When I was about 14 and studying Geography at the word ‘sustainability’ came up a lot. It was one of those words which were thrown into every essay just so an examiner could tick it off. I never really considered its significance in a global context; to me it just meant that it wouldn’t directly contribute to the melting of the ice gaps and the polar bears would still be around to savage explorers. But that simply isn’t the case; we, like every other animal, are part of the ecosystem and environment around us, and as such, not only do we have a responsibility to protect and preserve the world we live in, but If we don’t act now to move towards sustainable living, then the effects will be catastrophic and irreversible and will have a huge effect on our future societies.

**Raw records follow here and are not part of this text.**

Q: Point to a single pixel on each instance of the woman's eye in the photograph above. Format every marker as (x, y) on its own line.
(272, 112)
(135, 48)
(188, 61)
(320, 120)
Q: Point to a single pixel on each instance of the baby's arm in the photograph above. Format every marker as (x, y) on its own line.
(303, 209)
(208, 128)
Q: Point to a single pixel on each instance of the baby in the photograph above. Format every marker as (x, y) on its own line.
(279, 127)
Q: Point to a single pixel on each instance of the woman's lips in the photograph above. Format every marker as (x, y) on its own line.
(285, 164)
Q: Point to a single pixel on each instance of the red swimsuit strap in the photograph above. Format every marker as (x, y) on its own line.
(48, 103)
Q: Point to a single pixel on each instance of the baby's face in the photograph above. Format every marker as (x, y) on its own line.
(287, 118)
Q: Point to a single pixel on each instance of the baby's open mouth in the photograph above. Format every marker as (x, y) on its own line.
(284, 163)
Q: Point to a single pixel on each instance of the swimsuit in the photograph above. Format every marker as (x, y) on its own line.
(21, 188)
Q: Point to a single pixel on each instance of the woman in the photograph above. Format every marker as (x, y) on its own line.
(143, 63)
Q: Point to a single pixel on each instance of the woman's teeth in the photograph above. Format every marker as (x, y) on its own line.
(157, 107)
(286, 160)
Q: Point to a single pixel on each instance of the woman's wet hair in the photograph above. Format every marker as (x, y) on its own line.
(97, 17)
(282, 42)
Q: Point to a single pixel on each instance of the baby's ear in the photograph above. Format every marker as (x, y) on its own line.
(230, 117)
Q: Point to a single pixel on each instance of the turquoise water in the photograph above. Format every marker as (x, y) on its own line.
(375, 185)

That’s where future generations come in. They are a pressure group who is campaigning for sustainability to hold greater importance in the world of politics and policy making, not only from an environmental standpoint, but within a social and economic model also. If we are to have any hope of building a more sustainable society, then we have to consider each of these three pillars.
The environmental aspect is perhaps the most obvious. It’s no secret that the world we live in is under an ever increasing threat from the consequences of the copious amounts of pollution which is being pumped unceremoniously into our atmosphere, as well the problems of deforestation. It is obviously paramount that we endeavour to rectify these issues in future policy making; otherwise issues may become so severe that they are unsolvable.

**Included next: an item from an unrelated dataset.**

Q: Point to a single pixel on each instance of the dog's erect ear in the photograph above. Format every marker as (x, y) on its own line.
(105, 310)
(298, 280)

Economic sustainability is also vitally important. Whether we like it or not, money makes the world go round, and no matter how beneficial a policy is to the environment, it simply won’t work if it is unaffordable in the long run.
The third pillar, social sustainability, is equally necessary. Democracy literally means ‘rule of the people’ and so any initiatives will be futile if the fail to satisfy the needs and demands of the public.
It is Future Generation’s ambition that these ideals are considered in future policy making so that societies of the future may live in a better world. Although it could be said that this little group is hardly going to singlehandedly change the world, every little helps, and if there were similar groups to this all over the country, then perhaps we would see a real difference.